Bivariate Gaussian Distributions#

Part 1: Introduction and set up#

In this workshop, you will work with data on water quality of offshore waters, namely the concetration of nitrogen (\(DIN\)) and the concentration of phosphorus (\(DIP\)). As you probably know, these variables are nutrients which are key for the growth of species of algae and molluscs that feed on them. In order to guarantee the survival of these species, a minimum amount of nutrients in the water is needed so they do not starve.

Currently, there is a growing interest in installing farms of species such as mussels and seaweed offshore due to the limited space in coastal waters. When selecting the location of one of these farms, the availability of enough nutrients in the water is checked so the farmed species can survive and the farm is economically feasible. We can check that by computing the probability of meeting the minimum amount of nutrients in the water.

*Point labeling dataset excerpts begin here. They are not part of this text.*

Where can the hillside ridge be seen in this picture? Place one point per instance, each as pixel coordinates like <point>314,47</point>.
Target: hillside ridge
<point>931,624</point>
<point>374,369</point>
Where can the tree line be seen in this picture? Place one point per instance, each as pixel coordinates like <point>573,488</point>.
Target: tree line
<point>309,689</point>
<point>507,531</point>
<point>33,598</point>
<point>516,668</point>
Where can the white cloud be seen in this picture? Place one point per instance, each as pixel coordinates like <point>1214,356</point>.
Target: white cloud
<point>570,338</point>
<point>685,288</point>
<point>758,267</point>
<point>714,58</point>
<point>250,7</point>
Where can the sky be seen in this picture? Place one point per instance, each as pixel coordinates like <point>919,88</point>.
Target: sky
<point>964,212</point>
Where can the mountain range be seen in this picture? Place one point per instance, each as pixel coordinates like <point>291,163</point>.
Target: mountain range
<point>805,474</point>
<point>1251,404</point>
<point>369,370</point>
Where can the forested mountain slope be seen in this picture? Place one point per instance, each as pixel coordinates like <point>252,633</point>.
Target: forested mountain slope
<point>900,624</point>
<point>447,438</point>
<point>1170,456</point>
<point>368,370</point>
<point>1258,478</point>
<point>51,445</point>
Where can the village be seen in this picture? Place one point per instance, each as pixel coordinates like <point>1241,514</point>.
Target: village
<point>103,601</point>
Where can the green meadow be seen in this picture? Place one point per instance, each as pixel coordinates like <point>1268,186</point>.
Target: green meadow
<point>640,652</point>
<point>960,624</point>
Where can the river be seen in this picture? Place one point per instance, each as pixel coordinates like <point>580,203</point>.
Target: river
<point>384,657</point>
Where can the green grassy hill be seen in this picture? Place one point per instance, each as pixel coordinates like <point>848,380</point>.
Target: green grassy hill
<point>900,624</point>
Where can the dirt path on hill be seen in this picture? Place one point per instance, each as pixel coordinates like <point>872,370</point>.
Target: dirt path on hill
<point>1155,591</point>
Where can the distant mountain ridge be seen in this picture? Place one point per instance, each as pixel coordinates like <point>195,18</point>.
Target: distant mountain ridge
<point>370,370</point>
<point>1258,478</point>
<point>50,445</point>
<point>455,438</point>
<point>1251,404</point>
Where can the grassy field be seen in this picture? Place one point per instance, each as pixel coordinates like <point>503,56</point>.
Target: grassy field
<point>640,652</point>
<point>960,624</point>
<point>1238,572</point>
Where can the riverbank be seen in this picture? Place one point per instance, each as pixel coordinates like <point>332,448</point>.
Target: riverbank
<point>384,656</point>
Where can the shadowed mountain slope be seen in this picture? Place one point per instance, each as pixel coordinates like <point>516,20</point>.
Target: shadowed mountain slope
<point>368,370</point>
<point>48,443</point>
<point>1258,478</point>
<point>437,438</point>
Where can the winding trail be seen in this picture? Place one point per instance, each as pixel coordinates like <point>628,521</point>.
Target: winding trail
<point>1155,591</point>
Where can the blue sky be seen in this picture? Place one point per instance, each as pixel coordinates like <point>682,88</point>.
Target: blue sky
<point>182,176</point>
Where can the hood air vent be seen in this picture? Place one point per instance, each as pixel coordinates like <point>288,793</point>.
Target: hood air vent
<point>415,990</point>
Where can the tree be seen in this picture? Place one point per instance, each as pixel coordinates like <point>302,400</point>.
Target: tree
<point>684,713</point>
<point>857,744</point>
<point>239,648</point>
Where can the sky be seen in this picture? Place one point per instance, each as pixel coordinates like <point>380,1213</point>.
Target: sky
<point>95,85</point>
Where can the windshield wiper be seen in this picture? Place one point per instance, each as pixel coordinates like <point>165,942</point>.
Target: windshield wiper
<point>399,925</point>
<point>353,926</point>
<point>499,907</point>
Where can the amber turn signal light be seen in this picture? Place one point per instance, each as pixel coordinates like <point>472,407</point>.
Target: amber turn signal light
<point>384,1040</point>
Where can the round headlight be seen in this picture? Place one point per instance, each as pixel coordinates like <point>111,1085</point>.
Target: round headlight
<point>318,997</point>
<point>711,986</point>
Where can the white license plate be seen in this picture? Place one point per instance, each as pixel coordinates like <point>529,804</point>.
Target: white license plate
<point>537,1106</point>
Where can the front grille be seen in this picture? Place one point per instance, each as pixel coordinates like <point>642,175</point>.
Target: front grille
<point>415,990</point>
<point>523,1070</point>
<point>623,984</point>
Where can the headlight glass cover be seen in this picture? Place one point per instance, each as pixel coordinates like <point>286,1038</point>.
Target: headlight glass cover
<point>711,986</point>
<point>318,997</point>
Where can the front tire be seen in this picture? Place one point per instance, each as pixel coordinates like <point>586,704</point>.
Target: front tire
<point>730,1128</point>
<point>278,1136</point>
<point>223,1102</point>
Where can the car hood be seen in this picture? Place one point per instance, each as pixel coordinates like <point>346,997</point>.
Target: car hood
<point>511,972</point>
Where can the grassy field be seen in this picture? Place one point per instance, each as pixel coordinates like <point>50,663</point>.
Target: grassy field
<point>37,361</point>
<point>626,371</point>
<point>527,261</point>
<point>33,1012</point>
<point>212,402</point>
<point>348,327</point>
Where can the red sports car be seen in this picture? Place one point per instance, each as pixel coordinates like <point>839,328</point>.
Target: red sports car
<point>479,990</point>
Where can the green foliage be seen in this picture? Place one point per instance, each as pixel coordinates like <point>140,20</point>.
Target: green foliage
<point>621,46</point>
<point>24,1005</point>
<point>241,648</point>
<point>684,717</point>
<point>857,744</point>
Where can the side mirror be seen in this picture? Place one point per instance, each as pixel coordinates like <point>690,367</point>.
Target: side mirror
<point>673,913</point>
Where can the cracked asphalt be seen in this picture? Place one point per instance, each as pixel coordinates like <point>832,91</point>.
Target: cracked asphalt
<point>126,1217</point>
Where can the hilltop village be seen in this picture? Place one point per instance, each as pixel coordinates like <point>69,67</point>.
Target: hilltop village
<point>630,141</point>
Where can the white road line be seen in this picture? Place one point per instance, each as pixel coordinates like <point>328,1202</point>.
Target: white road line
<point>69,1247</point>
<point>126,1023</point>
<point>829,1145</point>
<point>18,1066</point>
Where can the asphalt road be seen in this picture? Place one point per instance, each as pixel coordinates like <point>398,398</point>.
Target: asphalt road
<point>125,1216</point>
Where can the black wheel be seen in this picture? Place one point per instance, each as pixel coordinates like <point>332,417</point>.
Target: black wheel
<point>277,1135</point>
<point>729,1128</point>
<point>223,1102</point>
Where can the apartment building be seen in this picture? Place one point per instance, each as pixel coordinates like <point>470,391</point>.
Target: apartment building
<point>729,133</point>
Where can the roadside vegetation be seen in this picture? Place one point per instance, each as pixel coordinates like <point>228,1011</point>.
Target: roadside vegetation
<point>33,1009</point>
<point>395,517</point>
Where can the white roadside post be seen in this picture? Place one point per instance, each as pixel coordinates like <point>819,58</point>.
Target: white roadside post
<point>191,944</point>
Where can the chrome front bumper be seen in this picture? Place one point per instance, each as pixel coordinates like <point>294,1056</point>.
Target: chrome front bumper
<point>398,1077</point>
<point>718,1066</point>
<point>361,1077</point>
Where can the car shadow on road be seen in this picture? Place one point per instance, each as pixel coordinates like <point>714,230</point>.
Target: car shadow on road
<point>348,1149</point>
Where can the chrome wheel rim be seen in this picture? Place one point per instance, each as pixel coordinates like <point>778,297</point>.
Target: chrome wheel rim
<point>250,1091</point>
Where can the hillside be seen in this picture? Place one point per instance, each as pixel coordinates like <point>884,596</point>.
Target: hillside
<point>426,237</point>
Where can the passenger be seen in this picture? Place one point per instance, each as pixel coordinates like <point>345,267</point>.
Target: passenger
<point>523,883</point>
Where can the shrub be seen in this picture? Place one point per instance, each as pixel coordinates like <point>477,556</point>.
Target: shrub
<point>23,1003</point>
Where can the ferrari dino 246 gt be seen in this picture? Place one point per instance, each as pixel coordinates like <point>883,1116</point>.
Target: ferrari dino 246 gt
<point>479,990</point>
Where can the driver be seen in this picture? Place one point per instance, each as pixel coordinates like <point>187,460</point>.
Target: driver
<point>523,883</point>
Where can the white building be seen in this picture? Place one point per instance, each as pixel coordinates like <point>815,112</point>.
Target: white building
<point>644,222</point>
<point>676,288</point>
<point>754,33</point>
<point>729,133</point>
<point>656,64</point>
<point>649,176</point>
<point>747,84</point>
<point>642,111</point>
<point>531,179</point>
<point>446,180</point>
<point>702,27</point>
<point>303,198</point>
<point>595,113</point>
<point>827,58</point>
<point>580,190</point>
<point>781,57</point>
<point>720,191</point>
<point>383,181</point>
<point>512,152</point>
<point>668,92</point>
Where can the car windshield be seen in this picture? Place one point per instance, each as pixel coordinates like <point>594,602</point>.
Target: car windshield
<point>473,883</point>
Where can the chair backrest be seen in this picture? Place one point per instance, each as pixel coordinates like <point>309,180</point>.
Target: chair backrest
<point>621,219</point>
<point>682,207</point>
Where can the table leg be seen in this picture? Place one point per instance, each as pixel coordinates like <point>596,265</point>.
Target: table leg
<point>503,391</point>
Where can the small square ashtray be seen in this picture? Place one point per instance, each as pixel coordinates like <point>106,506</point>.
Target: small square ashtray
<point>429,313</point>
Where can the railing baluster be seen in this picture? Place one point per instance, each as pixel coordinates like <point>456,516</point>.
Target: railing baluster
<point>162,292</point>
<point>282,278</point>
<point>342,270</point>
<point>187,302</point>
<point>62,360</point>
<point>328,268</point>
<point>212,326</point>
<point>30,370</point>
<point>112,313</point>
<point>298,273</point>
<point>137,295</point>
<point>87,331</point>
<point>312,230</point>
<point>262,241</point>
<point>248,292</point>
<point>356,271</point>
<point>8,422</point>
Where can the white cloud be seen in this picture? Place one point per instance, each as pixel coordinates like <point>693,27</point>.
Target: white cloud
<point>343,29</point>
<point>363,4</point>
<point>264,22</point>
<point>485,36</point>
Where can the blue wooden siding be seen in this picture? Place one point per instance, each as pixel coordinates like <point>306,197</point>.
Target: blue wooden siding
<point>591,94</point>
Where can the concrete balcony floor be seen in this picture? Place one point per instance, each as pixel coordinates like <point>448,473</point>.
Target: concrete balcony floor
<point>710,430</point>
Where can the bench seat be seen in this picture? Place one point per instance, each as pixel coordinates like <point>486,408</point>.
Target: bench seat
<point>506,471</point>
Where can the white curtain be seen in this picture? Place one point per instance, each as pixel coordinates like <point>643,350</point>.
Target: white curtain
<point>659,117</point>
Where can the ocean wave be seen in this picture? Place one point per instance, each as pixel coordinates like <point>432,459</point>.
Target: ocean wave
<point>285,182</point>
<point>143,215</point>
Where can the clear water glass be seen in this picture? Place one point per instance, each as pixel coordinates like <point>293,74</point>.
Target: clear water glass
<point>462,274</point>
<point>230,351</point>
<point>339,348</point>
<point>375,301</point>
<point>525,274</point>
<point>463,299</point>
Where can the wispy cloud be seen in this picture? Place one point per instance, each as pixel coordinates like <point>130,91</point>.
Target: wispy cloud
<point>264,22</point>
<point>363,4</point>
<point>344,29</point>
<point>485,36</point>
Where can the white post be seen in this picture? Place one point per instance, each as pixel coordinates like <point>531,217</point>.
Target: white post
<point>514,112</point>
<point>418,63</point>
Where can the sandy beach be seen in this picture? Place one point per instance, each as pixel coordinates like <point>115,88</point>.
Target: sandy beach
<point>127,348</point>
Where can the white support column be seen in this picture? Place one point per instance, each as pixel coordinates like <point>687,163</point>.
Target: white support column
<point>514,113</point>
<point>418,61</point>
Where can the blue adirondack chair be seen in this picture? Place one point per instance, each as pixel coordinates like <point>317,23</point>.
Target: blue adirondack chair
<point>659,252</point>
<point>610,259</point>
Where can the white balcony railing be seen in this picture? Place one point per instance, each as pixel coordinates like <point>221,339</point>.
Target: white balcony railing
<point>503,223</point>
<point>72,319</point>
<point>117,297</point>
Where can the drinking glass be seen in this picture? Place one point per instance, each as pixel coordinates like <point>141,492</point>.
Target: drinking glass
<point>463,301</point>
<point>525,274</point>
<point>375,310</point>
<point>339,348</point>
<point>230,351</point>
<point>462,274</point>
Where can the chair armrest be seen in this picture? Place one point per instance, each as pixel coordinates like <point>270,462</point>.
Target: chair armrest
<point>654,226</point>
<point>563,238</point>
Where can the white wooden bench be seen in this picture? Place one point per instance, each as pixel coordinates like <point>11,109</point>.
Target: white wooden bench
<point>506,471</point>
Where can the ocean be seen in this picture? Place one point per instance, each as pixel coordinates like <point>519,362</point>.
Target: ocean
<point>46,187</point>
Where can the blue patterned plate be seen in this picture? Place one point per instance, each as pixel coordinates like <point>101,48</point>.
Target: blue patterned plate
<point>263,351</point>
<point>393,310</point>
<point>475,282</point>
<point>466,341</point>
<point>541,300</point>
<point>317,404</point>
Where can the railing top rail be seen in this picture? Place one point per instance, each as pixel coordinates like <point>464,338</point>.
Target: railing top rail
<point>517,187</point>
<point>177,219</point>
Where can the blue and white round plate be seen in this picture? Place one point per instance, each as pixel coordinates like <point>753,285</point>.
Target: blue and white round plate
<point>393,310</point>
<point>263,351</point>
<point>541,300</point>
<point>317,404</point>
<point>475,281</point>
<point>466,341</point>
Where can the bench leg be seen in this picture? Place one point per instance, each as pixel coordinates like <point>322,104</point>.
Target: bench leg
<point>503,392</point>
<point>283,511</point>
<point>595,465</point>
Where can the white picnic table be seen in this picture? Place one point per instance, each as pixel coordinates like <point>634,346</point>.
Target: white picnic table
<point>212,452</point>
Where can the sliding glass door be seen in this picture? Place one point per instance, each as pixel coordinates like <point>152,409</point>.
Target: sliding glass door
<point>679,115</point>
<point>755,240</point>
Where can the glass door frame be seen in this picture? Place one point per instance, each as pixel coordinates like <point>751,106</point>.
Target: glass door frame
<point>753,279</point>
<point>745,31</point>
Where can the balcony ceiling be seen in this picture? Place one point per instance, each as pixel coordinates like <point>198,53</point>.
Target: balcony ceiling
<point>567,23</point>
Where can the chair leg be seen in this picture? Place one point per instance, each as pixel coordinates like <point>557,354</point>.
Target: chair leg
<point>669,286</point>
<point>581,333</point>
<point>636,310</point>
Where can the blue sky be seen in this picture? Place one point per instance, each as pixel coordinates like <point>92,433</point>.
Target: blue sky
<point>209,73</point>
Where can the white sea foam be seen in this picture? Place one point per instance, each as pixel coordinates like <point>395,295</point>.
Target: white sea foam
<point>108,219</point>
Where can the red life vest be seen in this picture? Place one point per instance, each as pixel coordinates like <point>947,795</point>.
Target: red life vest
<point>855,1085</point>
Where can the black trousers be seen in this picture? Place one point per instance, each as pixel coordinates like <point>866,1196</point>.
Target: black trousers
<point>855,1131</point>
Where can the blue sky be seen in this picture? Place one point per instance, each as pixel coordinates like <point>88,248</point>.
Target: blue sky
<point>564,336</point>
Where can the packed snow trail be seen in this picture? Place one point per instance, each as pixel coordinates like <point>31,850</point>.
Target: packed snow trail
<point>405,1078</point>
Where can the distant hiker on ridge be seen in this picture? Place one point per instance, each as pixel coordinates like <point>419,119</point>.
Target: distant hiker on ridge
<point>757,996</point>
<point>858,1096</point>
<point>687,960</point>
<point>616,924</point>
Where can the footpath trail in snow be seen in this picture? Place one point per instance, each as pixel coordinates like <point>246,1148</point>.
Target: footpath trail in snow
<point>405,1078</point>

Here, you will first quantify the relationship between \(DIN\) and \(DIP\) (if they were independent, you could model them using independent univariate distributions!). As you can imagine, there is a relationship between the presence of both nutrients so, afterwards, you will model the bivariate distribution of \(DIN\) and \(DIP\) using a bivariate Gaussian distribution. Finally, you will use it to compute the probabilities of meeting some conditions.

import pandas as pd
import numpy as np
from scipy.stats import multivariate_normal
from scipy.stats import norm
import matplotlib.pyplot as plt
from statistics import mean, stdev
import os
from urllib.request import urlretrieve
def findfile(fname):
    if not os.path.isfile(fname):
        print(f"Downloading {fname}...")
        urlretrieve('http://files.mude.citg.tudelft.nl/'+fname, fname)

findfile('S_FINO3_DIN_DIP.csv')
Downloading S_FINO3_DIN_DIP.csv...
data = np.loadtxt('S_FINO3_DIN_DIP.csv', delimiter = ',', skiprows=1)
data
array([[6.03592280e-02, 3.02578956e-06],
       [5.95290470e-02, 2.04355196e-05],
       [5.93071170e-02, 3.71527131e-05],
       ...,
       [3.25222830e-02, 2.01853000e-04],
       [3.35456130e-02, 2.09721000e-04],
       [3.53485200e-02, 2.18798000e-04]], shape=(5808, 2))

Part 2: Covariance and correlation#

Task 2.1:

Plot variable X against variable Y. How do you expect the correlation to be? Make sure to label your plot!

fig, axs = plt.subplots(1, 1)
axs.scatter(data[:,0], data[:,1], 40, 'k')
axs.set_ylabel('${DIP} [g/m^3]$')
axs.set_xlabel('${DIN} [g/m^3]$')
fig.set_size_inches(5, 5)
axs.grid();
../../_images/f76368c1d11596c843eee9b3a9ea843ce81f28db51dc8c6eff22791d6095d158.png

Task 2.2:

It looks like a relationship exists between both variables. Let’s quantify it!

Define a function which calculates the covariance between two variables. The function must take as input the two vectors of observations. The output of the function must be the value for the covariance. Apply the function to the dataset to calculate the covariance between \(DIN\) and \(DIP\). Interpret the obtained value of the covariance. You may want to write out the calculations steps on paper before starting to code.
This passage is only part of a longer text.